Communiqué de presse de Virage Energie
Dimanche 26 Avril 2026
Pour que Gravelines ne rime pas avec Tchernobyl, sortons du nucléaire !
Ce 26 Avril 2026 se commémorent les quarante ans de la catastrophe de Tchernobyl. Le risque nucléaire n’appartient pourtant pas au passé tant dans le monde en général qu’en France en particulier.

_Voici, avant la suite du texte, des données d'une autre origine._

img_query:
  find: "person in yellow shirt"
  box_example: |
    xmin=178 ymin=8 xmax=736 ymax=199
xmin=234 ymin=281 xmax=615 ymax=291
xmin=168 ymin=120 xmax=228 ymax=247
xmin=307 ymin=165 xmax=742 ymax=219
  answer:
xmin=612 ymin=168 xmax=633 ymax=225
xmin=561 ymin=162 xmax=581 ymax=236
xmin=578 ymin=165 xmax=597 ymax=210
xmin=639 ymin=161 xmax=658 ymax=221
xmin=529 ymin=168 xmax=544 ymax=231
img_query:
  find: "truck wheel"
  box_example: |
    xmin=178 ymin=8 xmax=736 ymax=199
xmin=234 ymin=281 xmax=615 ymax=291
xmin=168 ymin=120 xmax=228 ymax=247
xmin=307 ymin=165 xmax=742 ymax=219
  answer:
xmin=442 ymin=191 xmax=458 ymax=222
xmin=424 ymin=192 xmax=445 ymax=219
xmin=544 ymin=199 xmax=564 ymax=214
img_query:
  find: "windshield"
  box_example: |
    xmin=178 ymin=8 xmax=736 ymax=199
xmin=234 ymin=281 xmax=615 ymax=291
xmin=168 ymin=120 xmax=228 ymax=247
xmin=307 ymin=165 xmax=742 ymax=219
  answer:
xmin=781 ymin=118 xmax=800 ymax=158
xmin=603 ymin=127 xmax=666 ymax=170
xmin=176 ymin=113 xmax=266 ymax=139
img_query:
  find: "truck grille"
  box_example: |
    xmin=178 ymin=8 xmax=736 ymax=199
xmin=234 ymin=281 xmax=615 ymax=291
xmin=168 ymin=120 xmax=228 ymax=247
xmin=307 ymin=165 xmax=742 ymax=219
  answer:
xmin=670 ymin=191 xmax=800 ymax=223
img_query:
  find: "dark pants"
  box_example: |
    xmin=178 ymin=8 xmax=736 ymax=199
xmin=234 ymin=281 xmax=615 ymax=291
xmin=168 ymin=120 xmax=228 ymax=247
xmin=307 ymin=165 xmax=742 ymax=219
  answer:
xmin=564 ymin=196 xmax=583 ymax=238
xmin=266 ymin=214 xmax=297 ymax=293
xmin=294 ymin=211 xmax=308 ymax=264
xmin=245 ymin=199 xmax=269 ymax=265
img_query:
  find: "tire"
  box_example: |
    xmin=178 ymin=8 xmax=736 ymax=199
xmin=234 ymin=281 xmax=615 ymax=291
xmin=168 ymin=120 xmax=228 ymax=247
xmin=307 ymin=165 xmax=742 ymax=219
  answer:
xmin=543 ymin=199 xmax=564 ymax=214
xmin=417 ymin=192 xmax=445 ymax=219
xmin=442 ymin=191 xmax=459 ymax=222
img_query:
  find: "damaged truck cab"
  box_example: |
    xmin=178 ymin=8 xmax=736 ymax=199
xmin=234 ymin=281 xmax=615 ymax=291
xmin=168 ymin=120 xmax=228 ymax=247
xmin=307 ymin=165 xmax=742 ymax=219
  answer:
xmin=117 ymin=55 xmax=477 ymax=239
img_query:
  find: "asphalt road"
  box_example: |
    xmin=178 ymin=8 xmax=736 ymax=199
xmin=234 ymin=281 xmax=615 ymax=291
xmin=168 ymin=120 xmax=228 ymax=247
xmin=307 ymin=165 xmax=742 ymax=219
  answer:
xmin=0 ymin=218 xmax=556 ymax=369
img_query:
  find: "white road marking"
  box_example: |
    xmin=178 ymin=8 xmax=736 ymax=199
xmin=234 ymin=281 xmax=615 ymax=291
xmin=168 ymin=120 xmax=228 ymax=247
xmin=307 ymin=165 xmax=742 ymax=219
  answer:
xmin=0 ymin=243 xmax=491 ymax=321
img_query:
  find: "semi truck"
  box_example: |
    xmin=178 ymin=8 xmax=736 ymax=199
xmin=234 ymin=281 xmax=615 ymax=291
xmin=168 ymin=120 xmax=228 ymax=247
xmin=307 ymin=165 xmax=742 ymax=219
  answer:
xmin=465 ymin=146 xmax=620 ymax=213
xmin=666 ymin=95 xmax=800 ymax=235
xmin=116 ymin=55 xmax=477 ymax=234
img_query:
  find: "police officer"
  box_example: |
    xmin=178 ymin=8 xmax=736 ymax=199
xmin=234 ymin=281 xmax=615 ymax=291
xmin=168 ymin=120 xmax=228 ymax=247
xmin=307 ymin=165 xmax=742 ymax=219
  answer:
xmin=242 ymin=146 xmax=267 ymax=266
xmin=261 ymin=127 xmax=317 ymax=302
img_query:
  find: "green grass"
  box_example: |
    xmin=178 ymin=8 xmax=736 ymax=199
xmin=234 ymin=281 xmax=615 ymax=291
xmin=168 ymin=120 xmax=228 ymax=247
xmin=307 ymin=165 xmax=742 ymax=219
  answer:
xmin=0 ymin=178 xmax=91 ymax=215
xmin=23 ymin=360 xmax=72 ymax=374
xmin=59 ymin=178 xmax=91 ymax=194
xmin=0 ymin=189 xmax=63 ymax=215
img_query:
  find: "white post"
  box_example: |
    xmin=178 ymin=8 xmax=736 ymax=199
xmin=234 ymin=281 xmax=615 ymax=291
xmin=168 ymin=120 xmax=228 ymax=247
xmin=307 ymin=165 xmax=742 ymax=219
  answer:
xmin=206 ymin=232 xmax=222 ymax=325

Ainsi, les 56 réacteurs du parc historique en France ont été conçus avant la survenue des catastrophes de Tchernobyl (1986) et Fukushima (2011) nécessitant une remise à niveau en terme de sureté des installations.

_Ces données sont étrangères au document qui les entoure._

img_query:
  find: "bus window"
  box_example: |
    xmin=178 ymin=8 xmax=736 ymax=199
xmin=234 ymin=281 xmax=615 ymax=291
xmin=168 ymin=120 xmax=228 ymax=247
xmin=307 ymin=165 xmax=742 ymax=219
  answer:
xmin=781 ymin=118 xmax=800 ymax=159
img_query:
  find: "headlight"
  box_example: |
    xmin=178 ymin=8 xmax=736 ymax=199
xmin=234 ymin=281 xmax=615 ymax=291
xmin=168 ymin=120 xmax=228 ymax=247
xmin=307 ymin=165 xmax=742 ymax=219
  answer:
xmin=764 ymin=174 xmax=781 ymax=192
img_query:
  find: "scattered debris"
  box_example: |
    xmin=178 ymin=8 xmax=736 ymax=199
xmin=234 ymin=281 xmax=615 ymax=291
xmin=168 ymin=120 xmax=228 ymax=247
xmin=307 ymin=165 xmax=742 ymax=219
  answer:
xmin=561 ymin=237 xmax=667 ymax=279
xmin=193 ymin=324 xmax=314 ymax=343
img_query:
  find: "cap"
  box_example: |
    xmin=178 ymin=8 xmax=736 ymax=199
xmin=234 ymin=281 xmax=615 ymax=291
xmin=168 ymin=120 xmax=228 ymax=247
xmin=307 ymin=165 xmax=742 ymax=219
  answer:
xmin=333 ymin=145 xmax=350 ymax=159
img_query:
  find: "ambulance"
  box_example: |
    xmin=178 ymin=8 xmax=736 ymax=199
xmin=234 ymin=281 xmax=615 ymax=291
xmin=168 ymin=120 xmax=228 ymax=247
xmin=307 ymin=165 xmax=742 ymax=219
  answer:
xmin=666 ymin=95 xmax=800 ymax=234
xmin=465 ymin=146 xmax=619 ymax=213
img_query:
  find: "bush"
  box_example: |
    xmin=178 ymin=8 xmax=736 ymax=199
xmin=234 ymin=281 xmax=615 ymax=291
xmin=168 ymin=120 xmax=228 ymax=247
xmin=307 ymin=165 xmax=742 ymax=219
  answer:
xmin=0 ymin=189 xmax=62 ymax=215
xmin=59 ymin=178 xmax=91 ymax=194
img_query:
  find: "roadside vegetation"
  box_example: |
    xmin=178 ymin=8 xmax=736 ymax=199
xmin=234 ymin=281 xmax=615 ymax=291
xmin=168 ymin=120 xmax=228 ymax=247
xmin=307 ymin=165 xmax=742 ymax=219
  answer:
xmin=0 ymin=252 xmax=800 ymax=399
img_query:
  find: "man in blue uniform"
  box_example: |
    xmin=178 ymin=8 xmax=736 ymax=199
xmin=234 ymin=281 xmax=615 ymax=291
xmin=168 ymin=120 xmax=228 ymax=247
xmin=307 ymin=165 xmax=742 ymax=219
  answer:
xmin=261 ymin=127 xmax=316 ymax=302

Dans son rapport en 2025, la Cour des comptes a indiqué les interrogations inhérentes à la maintenance et à l’entretien de ces réacteurs vieillissants ainsi que les investissements tant financiers, techniques et organisationnels pour garantir leur disponibilité ainsi qu’un niveau de production optimal et permettre une durée de fonctionnement du parc allant significativement au-delà des 40 ans initialement prévus [1].
La commémoration de la catastrophe de Tchernobyl prend une acuité particulière alors que se tient depuis le 14 Avril et jusqu’au 15 mai 2026 l’enquête publique portant sur le projet gouvernemental de construction de deux réacteurs de type EPR 2 à Gravelines[2]. La relance du nucléaire ne constitue en aucun cas une réponse à la hauteur des enjeux actuels qui exigent pourtant d’agir dès maintenant et très rapidement.

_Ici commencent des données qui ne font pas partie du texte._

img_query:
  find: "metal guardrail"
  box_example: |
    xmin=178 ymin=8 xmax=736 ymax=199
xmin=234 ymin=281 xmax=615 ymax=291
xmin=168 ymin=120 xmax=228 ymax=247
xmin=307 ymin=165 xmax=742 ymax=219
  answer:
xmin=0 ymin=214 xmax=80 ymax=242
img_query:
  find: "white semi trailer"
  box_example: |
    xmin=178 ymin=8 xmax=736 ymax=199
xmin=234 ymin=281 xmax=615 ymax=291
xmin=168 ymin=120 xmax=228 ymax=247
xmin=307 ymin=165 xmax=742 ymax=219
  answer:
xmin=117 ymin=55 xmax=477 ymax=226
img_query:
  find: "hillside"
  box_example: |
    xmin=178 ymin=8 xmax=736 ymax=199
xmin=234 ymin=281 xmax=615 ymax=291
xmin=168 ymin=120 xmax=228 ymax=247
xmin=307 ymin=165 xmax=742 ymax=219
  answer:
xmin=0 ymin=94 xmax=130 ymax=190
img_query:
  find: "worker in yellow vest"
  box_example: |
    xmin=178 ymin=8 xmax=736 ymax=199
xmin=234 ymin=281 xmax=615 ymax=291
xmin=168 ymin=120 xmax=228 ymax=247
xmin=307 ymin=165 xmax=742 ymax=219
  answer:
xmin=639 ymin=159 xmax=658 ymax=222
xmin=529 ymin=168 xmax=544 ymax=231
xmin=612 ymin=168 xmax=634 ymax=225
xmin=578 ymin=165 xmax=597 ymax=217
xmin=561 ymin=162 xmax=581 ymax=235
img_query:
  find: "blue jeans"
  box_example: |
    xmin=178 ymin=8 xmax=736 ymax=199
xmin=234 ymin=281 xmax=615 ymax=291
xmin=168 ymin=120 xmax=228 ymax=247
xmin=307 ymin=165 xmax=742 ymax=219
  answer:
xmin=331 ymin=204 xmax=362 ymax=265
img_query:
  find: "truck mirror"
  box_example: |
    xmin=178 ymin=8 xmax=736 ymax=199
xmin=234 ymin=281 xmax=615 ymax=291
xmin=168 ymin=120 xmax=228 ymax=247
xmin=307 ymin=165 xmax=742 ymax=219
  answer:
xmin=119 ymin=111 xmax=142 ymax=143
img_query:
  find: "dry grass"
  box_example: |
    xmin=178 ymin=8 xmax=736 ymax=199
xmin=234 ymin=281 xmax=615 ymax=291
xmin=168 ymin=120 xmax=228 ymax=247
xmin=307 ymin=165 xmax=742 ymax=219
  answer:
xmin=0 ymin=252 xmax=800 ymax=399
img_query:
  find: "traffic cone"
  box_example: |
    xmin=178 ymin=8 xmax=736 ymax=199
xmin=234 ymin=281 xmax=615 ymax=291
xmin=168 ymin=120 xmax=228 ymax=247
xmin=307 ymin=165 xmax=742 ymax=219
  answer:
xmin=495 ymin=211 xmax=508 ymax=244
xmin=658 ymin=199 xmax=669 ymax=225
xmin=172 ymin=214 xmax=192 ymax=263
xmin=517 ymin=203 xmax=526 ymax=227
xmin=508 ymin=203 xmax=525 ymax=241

La mise en œuvre hypothétique de réacteurs EPR 2 est en effet un leurre d’un point de vue tant énergétique que climatique. La date de leur mise en route se trouve reportée avant même que les chantiers proprement dits ne commencent. Le retour d’expériences du chantier de réacteur EPR à Flamanville n’est pas là pour rassurer. Il a été connecté fin 2024 au réseau électrique 12 ans après la date prévue[3].
Continuer ainsi dans cette impasse ne ferait que retarder la mise en œuvre de vraies mesures d’économies d’énergie, de développement des énergies renouvelables, de flexibilité du réseau électrique,…Ce sont des démarches bien plus adéquates pour atteindre nos objectifs climatiques. Virage Énergie estime ainsi que le devenir de la filière des réacteurs nucléaire se situe dans leur démantèlement. Il ne peut pas y avoir de politique du « en même temps » en matière énergétique.
Dans un monde marqué par des menaces climatiques et géopolitiques croissantes, l’urgence devrait d’être d’accélérer la transition vers un système énergétique résilient, sûr, sobre, décentralisé et 100% renouvelables que nous appelons de nos vœux de longue date. Pas de faire perdurer une technologie complexe, polluante et dangereuse. Pour que Gravelines ne rime pas avec Tchernobyl, sortons du nucléaire !
Écologiquement vôtre,
Paulo-Serge Lopes
Président de Virage Energie
[1] « La maintenance du parc électronucléaire d’EDF en France », Cour des comptes, Juillet 2025
[2] Enquête publique « Autorisation environnementale EPR 2 Gravelines », 2026
[3] « La filière EPR : une dynamique nouvelle, des risques persistants », Cour des comptes, Janvier 2025.